You needn’t know much about Hollywood gossip to see that Favreau’s latest film, Chef, has strong biographical parallels. The writer/director stars as Carl Casper, a chef whose love of cooking is literally written all over his body. He sports prodigious ink, including a tattoo of a knife running up one forearm and “El Jefe” written across his knuckles. He’s been toiling for a decade at a restaurant he helped create that’s owned by someone else (Dustin Hoffman, one of the movie’s many big-name actors in bit parts). The menu has gotten stale, at least according to a scathing review written by a smarmy food critic (Oliver Platt) that works Carl into a lather. Carl starts a Twitter beef with the food critic and insists on swapping out the restaurant’s standard menu for more adventurous courses. For his trouble he’s summarily fired.
Now Carl is a workaholic adrift. The only cooking he can do is make meals for his semi-estranged son Percy (Emjay Anthony), a kid eager to have a real relationship with a father who’s never had time for one. Carl’s implausibly understanding ex-wife (Sofía Vergara) hooks him up with a financier (Robert Downey Jr. in a brief but funny scene) who wants to back him in a new food-truck venture. To get the truck from Miami back to Los Angeles, Carl, his faithful sous chef (John Leguizamo), and Percy must take a cross-country road trip, stopping at various foodie hubs along the way to debut their signature brand of Cuban-influenced street food.
And, oh, the food! Favreau studied with real-life chef Roy Choi to learn his way around a knife and a saucepan, and the preparation paid off. He looks absolutely at ease in the kitchen, whether he’s making barbecue brisket sliders, rapidly dicing vegetables and mincing herbs for a tangy marinade, or whipping up a steaming bowl of noodles for his sometimes girlfriend (Scarlett Johansson, another Iron Man veteran popping in a for a few scenes). All the food is beautifully lit and lovingly photographed, so much so that you might as well plan on grabbing a meal immediately after the movie. You’re going to want one, and it had better be good.

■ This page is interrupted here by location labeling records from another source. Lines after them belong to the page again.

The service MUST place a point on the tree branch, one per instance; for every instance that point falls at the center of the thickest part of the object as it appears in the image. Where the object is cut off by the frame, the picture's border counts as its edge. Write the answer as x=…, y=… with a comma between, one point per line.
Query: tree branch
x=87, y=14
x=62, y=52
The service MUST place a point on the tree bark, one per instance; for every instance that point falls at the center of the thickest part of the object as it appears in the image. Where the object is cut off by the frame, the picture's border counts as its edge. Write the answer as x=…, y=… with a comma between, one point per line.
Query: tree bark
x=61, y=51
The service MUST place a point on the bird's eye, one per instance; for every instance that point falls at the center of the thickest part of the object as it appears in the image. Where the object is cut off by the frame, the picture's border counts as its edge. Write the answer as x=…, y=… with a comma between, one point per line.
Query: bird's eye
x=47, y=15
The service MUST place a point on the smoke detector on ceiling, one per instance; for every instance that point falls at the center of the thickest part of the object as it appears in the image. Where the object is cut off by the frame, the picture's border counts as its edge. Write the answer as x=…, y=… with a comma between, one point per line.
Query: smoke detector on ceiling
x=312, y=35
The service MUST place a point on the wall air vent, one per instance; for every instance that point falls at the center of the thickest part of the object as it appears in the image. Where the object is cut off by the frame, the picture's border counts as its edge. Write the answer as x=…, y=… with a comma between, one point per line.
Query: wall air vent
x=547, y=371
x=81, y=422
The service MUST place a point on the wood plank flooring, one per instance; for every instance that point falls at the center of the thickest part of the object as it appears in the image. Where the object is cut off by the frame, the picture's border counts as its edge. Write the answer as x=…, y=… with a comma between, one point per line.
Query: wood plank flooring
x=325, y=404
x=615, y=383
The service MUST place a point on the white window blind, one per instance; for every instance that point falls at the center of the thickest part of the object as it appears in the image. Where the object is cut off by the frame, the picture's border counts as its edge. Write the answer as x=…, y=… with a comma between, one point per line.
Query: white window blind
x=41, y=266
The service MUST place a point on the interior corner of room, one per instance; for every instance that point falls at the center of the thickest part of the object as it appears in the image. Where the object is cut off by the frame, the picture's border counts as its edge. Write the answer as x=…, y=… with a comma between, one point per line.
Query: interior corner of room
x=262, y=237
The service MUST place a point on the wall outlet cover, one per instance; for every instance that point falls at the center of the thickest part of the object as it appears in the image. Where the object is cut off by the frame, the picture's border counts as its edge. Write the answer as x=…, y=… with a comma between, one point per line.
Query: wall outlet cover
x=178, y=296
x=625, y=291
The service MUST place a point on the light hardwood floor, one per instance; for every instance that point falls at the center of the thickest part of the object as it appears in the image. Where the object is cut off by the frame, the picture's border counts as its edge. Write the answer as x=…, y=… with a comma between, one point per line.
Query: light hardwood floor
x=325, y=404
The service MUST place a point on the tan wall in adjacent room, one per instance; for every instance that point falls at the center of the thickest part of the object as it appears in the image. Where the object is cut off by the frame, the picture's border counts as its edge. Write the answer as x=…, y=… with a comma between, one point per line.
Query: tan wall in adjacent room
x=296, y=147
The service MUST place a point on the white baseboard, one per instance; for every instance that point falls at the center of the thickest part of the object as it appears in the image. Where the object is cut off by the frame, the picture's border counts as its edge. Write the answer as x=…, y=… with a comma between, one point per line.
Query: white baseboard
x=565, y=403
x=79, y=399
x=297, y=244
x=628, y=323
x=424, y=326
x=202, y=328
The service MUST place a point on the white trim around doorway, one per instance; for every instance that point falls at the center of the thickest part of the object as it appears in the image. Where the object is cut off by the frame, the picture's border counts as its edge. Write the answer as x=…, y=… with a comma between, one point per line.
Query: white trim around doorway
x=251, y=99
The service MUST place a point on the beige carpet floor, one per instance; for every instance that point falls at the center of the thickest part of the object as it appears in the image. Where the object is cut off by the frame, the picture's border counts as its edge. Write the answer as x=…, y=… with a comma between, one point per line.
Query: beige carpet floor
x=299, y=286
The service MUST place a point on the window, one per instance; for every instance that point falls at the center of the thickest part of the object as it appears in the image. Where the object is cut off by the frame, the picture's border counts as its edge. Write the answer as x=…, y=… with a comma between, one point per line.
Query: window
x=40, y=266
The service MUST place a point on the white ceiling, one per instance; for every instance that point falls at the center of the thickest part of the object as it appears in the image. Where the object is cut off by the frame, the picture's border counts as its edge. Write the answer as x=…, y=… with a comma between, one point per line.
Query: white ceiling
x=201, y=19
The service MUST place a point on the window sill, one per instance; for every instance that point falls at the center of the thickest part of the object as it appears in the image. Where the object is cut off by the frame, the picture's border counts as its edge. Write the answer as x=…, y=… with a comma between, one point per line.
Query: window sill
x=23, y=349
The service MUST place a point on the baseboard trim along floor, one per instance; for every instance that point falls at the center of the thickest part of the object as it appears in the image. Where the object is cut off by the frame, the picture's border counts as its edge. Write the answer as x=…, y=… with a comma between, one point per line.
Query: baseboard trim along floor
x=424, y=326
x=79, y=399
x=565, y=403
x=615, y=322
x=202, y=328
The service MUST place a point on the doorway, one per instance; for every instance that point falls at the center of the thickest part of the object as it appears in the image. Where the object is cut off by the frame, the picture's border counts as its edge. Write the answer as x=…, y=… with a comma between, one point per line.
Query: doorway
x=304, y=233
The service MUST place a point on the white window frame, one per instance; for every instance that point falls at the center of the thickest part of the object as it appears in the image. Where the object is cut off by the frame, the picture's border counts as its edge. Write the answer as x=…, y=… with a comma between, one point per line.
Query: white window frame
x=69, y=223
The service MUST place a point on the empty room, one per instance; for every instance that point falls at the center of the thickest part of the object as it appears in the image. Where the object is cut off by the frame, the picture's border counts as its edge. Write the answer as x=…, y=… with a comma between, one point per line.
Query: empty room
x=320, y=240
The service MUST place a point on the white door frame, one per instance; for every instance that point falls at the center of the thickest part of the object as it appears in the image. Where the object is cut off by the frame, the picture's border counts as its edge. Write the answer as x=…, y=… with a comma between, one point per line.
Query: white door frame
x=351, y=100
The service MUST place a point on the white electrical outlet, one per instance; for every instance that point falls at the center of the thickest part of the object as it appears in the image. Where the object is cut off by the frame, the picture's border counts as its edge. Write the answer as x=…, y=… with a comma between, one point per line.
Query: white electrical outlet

Chef is a return to form about a return to form. For Favreau, the chef-to-moviemaker metaphor operates at a direct one-to-one ratio. Anything he says about cooking can be readily applied to writing and moviemaking as well. But rather than a blunt and too-literal connection, the comparison is broadened so that the insights apply to creation and inspiration of any kind. Chef is about the joy of working in an artform for the pure pleasure of craftsmanship.
The obvious critique of Chef is that Favreau, both as a director and in character as Carl, makes a plea for a return to artistic integrity, then cranks out the kind of feel-good family movie you might expect to see from a mainstream, major-studio production. I’d be willing to bet some of Favreau’s Iron Man money that more than a few hacky film critics have used the term “comfort food” dismissively to describe the final product.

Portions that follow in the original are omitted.